= Robert S. Weiner =

American political pundit

Robert S. "Bob" Weiner (born April 3, 1947) is a newspaper columnist, American Democratic strategist and political commentator. Mr. Weiner served as campaign aide to Massachusetts Senator Edward M. Kennedy, chief of staff for the United States House Permanent Select Committee on Aging under Florida Congressman Claude Pepper, as well as a White House Chief of Press Relations and Director of Public Affairs during the Clinton and Bush administrations. He is president of the Maryland-based public relations firm Robert Weiner Associates and the founder and board member of the MD nonprofit group Solutions for Change. Weiner is best known for his progressive editorial articles, published in newspapers across the country, in which he addresses contemporary American public policy from a center-left position. He is married to Dr. Patricia Berg.

== Education ==
Mr. Weiner obtained his BA from Oberlin College in 1969 and his MA in recent American history from the University of Massachusetts Amherst in 1974.

He was a member of the Oberlin Student Cooperative Association, of which he was elected Treasurer.

== Early political career ==

=== Watergate era ===
In 1970, he volunteered as the Western Massachusetts Student Co-coordinator for Senator Edward Kennedy. After ratification of the 26th Amendment in 1971, which lowered the voting age in the United States from 21 to 18, he took a job as the first National Youth Voter Registration Coordinator at the Democratic National Committee, headquartered in the Watergate office building. In 1972, he began work as national youth voter registration media coordinator for the Democrats' Get-out-the-Vote campaign, also headquartered at the Watergate.

=== Age discrimination ===
Weiner served as chief of staff for the U.S. House of Representatives Select Committee on Aging from 1976 to 1980, under Chairman Claude Pepper. His work during this time focused on protecting Social Security and Medicare and enacting of Age Discrimination in Employment Act Amendments in 1978, which abolished mandatory retirement age at age 65.

== 1980s through 2000s ==
From 1987 through 1990, Mr. Weiner served as press secretary and media coordinator for the U.S. House of Representatives Select Committee on Narcotics under Congressman Charles Rangel. From 1990 through 1995, he was the press secretary and communications director on the U.S. House of Representatives Committee on Government Operations and National Security Subcommittee, chaired by Congressman John Conyers. From May 1995 until August 2001, Mr. Weiner served as chief of press relations and director of public affairs for the White House Office of Drug Policy.

During the Monica Lewinsky scandal, Weiner was subpoenaed to testify before the Whitewater-Lewinsky grand jury by independent council Kenneth Starr.
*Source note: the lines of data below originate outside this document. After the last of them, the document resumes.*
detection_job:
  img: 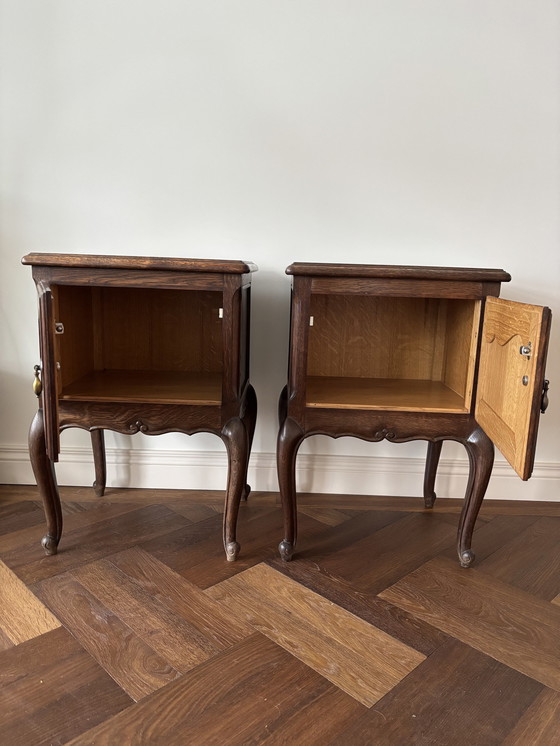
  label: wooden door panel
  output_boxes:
[475,298,551,479]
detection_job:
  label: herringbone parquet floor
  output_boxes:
[0,486,560,746]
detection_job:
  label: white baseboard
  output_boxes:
[0,446,560,501]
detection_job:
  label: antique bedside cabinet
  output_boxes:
[277,263,551,567]
[22,254,257,560]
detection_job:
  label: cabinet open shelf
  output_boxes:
[60,370,222,405]
[306,376,468,412]
[305,293,480,413]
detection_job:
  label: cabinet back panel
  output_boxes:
[53,285,93,388]
[58,285,222,378]
[443,301,480,409]
[100,288,222,372]
[307,295,446,381]
[307,295,480,396]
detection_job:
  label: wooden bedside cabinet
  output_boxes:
[277,263,551,567]
[22,254,257,560]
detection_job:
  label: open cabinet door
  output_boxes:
[39,288,60,461]
[475,297,551,479]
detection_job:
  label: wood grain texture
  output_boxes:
[286,262,511,282]
[72,549,252,673]
[4,505,189,584]
[477,518,560,601]
[35,573,179,701]
[503,689,560,746]
[62,370,222,406]
[475,298,549,479]
[0,628,132,746]
[306,376,468,412]
[0,486,560,746]
[207,565,424,707]
[21,252,257,274]
[328,640,542,746]
[379,558,560,690]
[65,635,363,746]
[0,561,60,645]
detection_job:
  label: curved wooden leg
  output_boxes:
[457,427,494,567]
[277,417,304,562]
[91,430,107,497]
[29,409,62,554]
[241,384,257,500]
[222,417,249,562]
[424,440,443,508]
[278,386,288,427]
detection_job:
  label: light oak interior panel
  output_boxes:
[307,294,480,412]
[55,286,222,403]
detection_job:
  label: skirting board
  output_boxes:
[0,446,560,501]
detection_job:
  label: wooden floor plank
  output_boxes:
[477,517,560,601]
[504,689,560,746]
[35,573,179,701]
[3,505,190,584]
[0,561,60,645]
[207,565,425,707]
[140,508,326,588]
[380,557,560,690]
[64,635,364,746]
[72,550,253,673]
[327,640,542,746]
[0,628,132,746]
[268,559,449,655]
[0,499,45,535]
[321,513,457,593]
[0,498,147,558]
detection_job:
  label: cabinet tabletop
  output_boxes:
[21,253,257,274]
[286,262,511,282]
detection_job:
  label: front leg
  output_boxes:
[277,417,304,562]
[91,428,107,497]
[457,427,494,567]
[221,417,249,562]
[424,440,443,508]
[29,409,62,554]
[241,384,257,500]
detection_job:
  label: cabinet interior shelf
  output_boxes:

Starr cited Weiner's work as a White House spokesman at the time to justify his subpoena; however it was later revealed that Starr was motivated by Weiner's comments to a friend concerning the legality of Linda Tripp's secret recording of private phone calls with Monica Lewinsky, a felony in the state of Maryland. Upon exiting the courthouse, Weiner is quoted as saying "this is an incredible overreach by the prosecutor to have subpoenaed us. It is Big Brother at its worst and it really scares you."

=== Drug policy ===
Though Weiner is progressive on most issues, he is conservative on drug issues, reflecting his six years at the Office of National Drug Control Policy and five years working with the House Narcotics Committee. He has been interviewed frequently on drug policy issue on CNN's Crossfire, Bill Maher's Politically Incorrect, and on other television and radio programs and in print media.